What is changing in Frontier Benchmarks AI. Each entry is signed with its date and tag — no retroactive edits.

7 entries · last: 2026-05-01 · RSS feed

Tags

  • data (1) score updates, pricing, new models
  • product (5) new features (views, tools, UI)
  • methodology (1) criterion, formula, definition changes
  1. Cross-provider Pricing Calculator

    product

    Estimated monthly TCO per model + provider. Inputs: M tokens input/output/cached. Compares up to 12 models sorted ascending by cost. Cache support when the provider exposes it.

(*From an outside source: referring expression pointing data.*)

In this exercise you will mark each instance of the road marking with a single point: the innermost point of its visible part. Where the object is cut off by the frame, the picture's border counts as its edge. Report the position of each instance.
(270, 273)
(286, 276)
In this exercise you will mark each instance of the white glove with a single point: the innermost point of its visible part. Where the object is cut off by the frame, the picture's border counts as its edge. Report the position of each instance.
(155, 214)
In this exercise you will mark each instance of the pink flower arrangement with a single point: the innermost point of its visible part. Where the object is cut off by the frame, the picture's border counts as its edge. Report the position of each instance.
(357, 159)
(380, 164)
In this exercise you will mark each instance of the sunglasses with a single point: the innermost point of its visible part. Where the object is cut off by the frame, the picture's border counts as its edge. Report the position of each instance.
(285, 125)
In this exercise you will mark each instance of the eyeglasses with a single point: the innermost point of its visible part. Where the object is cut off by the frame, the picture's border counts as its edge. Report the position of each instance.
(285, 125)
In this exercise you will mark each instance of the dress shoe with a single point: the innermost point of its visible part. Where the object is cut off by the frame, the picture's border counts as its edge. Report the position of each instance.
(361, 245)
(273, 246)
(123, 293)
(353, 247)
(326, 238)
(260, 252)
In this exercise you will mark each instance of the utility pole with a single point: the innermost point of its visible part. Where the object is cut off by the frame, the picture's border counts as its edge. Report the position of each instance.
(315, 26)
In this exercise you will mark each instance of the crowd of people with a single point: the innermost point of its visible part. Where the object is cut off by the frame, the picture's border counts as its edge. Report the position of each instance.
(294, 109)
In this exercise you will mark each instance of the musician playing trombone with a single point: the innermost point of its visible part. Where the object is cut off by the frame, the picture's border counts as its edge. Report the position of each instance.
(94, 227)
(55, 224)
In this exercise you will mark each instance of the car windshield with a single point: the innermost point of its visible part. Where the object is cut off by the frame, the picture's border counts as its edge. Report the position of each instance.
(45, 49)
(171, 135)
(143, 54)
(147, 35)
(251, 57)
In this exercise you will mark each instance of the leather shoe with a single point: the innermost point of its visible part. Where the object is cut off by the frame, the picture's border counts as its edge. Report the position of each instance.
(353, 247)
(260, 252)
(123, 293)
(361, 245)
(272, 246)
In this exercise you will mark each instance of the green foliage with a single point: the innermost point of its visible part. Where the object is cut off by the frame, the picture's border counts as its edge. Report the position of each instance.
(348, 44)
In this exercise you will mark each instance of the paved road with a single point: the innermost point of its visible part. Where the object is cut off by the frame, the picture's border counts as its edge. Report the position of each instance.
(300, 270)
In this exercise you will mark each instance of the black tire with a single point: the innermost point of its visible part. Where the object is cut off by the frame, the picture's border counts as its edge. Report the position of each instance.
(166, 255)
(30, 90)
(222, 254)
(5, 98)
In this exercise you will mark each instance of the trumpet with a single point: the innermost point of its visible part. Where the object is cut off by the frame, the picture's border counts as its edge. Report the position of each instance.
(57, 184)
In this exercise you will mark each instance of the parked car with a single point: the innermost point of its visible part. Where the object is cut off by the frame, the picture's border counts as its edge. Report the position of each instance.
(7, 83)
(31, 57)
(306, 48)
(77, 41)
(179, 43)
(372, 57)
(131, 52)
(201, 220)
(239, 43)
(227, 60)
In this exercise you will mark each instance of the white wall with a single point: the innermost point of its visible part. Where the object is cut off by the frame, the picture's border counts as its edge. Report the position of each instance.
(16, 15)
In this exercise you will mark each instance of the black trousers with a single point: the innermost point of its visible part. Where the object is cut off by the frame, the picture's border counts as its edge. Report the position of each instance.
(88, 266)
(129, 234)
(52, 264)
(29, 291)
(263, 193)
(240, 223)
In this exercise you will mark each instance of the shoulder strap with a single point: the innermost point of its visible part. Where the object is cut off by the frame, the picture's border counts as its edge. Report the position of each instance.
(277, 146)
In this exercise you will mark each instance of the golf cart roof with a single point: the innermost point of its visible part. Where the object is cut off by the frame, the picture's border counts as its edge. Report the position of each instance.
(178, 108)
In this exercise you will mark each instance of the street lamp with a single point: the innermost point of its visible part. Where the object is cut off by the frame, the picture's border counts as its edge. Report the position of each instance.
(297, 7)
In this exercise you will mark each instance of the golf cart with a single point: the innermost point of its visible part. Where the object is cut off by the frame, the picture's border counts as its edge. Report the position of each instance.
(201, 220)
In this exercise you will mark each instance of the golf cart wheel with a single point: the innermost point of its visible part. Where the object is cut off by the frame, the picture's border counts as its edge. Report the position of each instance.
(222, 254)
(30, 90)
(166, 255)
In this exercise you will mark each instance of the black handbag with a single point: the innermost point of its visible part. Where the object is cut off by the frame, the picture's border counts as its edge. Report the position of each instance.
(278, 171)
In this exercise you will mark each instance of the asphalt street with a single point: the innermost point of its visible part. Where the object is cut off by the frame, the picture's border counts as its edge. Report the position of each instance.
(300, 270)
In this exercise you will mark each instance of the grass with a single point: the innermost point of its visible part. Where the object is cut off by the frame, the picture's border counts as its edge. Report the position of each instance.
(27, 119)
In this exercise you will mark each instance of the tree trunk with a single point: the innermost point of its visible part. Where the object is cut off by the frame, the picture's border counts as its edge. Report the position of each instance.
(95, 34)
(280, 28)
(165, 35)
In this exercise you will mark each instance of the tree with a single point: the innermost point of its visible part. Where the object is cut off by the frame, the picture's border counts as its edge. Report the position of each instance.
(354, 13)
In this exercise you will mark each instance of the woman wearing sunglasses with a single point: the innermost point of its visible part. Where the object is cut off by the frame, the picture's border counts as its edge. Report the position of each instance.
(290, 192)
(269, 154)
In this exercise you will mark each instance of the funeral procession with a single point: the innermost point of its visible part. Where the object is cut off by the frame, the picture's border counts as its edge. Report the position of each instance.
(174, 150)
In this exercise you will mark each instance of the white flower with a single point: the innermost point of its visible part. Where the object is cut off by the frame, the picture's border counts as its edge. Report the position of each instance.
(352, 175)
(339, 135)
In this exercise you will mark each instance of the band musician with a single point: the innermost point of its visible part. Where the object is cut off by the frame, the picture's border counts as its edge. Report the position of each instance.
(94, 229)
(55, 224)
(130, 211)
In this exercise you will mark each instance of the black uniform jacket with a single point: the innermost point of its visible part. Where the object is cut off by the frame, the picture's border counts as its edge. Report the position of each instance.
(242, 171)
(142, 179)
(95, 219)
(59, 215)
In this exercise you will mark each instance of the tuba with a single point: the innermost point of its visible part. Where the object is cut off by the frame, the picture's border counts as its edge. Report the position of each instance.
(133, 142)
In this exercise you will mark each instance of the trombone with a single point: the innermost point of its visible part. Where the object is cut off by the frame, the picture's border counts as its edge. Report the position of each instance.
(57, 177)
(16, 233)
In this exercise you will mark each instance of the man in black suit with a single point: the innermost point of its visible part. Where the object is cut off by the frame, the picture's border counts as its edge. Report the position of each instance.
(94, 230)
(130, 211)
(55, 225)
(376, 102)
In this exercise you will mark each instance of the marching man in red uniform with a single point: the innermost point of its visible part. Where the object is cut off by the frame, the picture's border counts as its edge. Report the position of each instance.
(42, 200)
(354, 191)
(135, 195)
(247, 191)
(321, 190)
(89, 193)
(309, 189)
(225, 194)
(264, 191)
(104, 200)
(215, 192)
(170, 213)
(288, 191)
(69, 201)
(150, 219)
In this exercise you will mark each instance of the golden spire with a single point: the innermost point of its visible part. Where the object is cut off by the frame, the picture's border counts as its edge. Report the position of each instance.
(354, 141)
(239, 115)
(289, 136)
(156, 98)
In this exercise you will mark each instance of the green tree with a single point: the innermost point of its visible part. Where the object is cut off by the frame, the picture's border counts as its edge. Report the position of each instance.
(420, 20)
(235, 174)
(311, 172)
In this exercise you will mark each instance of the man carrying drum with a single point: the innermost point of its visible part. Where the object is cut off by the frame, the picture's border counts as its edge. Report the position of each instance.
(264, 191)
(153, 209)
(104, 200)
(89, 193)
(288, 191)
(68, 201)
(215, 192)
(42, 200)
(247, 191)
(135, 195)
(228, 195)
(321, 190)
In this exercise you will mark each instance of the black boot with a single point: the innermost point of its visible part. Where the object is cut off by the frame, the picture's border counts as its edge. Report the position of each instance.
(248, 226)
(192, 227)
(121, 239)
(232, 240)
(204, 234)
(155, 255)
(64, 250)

  2. Use Case Wizard recommender

    product

    4-step wizard to recommend the top 3 models per use case (coding, math, writing, vision, agent, RAG, summarization, translation). Composite = baseScore × coverage × priorityFactor.

  3. Head-to-head Battle Mode

    product

    Side-by-side comparison of 2-4 models benchmark by benchmark. Shareable URL with ?models=a,b,c. Global verdict with winner by wins, abstentions when no score.

  4. Hardware Compatibility Checker

    product

    Detects browser GPU/RAM/CPU (with honest Firefox/Safari limitations) and classifies each model into S/A/B/C/D/F tiers based on available VRAM and quantization. Multi-GPU 1-8.

  5. Open-source model enrichment

    data

    Added total params, active params (MoE), license, cross-provider pricing and install commands (Ollama / LM Studio / vLLM) to the main open-weight models.

  6. Definition of "comparable" in battles

    methodology

    A benchmark is comparable only if 2+ models in the battle have a published score. If a model has no score, it counts as abstained (does not affect winRate).

  7. Frontier Benchmarks AI launch

    product

    First public version of the atlas. 62 models, 32 benchmarks, 25 companies. Catalog, individual Models, Benchmarks, Companies, Methodology and Download single-file views.